Prior to that, we had NEVER seen him look directly at anything that he wanted to look at…including US.  (This, along with staring at lights etc is a symptom of cortical visual impairment.)

So this TV thing, it grew as did his vision.  It was a motivator.  Educational books on video, different engaging stimuli at a slower pace…he not only began to see, but to interact with his world!  This all began to happen around one year when the awful falling/spinning sensations that stemmed for serious issues with vestibular stability began to normalize.

As the years have gone on, the TV has been a means of engaging, motivating and educating my son.  We even did DVD home school one year and it was a huge hit…because the boy LOVES to watch TV.

2 – A Surgery

2 years later, HE COULD HEAR too, thanks to a cochlear implant!  He began to understand spoken language and laugh not just at slapstick humor, but things we did too!

After a while, with 2 typical girls watching far more TV than I would wish, educational or not, I started to despair again…just to feel a little helpless to accommodate all of my kids needs.
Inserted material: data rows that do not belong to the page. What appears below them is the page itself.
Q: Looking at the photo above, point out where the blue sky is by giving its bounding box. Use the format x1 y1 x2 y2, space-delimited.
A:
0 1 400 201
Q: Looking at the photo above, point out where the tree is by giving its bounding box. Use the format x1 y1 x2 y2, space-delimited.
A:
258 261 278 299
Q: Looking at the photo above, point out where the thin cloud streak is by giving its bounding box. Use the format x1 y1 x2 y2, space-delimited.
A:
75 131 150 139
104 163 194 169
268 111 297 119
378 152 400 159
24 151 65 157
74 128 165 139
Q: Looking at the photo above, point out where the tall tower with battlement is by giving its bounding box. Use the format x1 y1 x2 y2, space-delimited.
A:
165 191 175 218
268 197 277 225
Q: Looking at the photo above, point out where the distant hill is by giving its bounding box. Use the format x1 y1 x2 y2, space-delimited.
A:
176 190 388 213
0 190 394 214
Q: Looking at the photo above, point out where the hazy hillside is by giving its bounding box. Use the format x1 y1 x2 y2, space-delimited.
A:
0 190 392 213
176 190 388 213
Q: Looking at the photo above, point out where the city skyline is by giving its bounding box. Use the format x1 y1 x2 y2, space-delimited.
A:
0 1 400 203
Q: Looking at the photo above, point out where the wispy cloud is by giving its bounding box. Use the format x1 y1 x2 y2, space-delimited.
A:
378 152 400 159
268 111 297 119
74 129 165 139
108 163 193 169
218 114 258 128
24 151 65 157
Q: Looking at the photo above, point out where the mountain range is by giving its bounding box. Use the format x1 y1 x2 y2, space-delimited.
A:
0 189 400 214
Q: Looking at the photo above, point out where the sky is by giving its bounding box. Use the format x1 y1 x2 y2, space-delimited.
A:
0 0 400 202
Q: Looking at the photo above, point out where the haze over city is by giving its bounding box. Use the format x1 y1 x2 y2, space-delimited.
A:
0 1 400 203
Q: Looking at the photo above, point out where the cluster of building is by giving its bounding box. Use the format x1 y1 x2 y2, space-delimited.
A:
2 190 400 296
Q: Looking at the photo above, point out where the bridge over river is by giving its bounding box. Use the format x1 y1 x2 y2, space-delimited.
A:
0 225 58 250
3 – Plopping down – without a plan

Last summer we began to venture outdoors.  But how to get around in the yard???  What could he do??  There is too much of a slope to work for the gait trainer or stander or a power chair when we are lucky enough to try one…  I felt lost.
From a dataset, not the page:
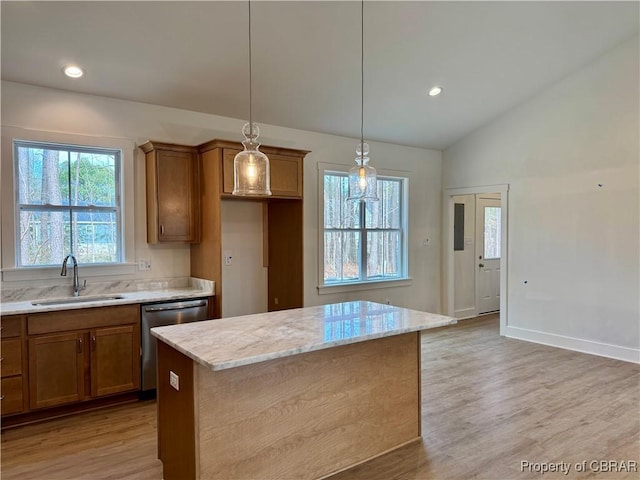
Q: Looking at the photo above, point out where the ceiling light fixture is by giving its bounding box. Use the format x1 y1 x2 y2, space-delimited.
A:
347 0 378 202
232 0 271 197
62 65 84 78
What COULD we do?  I didn’t have the energy to chase the girls…and carry a 60lb boy in constant motion.  He couldn’t help me plant.  In a step of faith, we began to pull the cushion off the papasan chair and SIT.

What could there possibly be to see in 1/4 acre of grass?
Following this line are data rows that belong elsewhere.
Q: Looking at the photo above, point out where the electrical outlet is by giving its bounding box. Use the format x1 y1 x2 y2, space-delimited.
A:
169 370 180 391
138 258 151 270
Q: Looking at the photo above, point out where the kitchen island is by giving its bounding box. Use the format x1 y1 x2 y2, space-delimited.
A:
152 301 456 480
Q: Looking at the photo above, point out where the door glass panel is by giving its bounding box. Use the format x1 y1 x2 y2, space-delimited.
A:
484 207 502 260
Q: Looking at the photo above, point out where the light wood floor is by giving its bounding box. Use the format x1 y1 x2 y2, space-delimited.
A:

Well…  It takes another set of eyes to see it, and they don’t always open rapidly…or at least they didn’t for me.  But bit by bit, we saw things growing, a toad, a lizard, a large bug, the feathery clouds floating by.  My boy loved the sky.

…it took being still…being willing to sit outside and hope that we could find something entertaining…nothing planned.

It wasn’t easy for me, and I didn’t do it every day, but each time we did, I wondered how I had doubted that we’d be occupied.

The Bats

This spring we discovered some bats that like to fly between tree tops at dusk and my boy and I could lay there watching them for an hour while the girls ran wild.

A Good Deal

THEN, Barnes and Noble had a book that looked like it should be $100 for $20.  I love books, and I especially love a deal.  This deal had illustrations and a built in bird call player for 100’s of birds.  Who knew that a $20 book would clue me in to an incredible gift? …a gift that had been there all along.

My husband had fed birds with my son for years, yet somehow I was oblivious to the birder within.  I loved how Mason’s schooling goals included bird calls and identification.  TOTALLY UP MY ALLEY.  But….WHERE TO START. I didn’t know the first thing.

So I bought the bird book, and it sat.  AND it sat…for months, under a stool.

One day, I finally pulled it out.  We played a cardinal call and a cardinal immediately flew within 3 feet of my son.  Blue nearly JUMPED out of his wheelchair! (He really does practically stand in his wheelchair when excited.)  I was introduced to a love of my child!

A voiceless child, had voiced his love for something.  It only needed opportunity, opportunity that evolved over years.

Now, a couple of months later, he usually chooses to sit on the porch over watching TV.  Blue is able to distinguish different bird calls.  He’s working on a field journal in powerpoint, using his communication device.  He’s spotted over 2o species in the past 2 months, and he’s pulled his mother into a little addiction too.

I’m his “binocular” operator.  Given that he cannot use binoculars, I use my camera with a 500mm lens, and together we spot birds.

We capture and release.

We share something in a way I never would have expected.

We bond.

My heart skip a beat to share this joy – to hear his voice!

And I say – YES – hope is a many feathered thing!

Thank you Lord for giving me joy in something I barely ventured hope…for hearing prayers that mixed with tears and for opening the eyes and ears of my son and I both!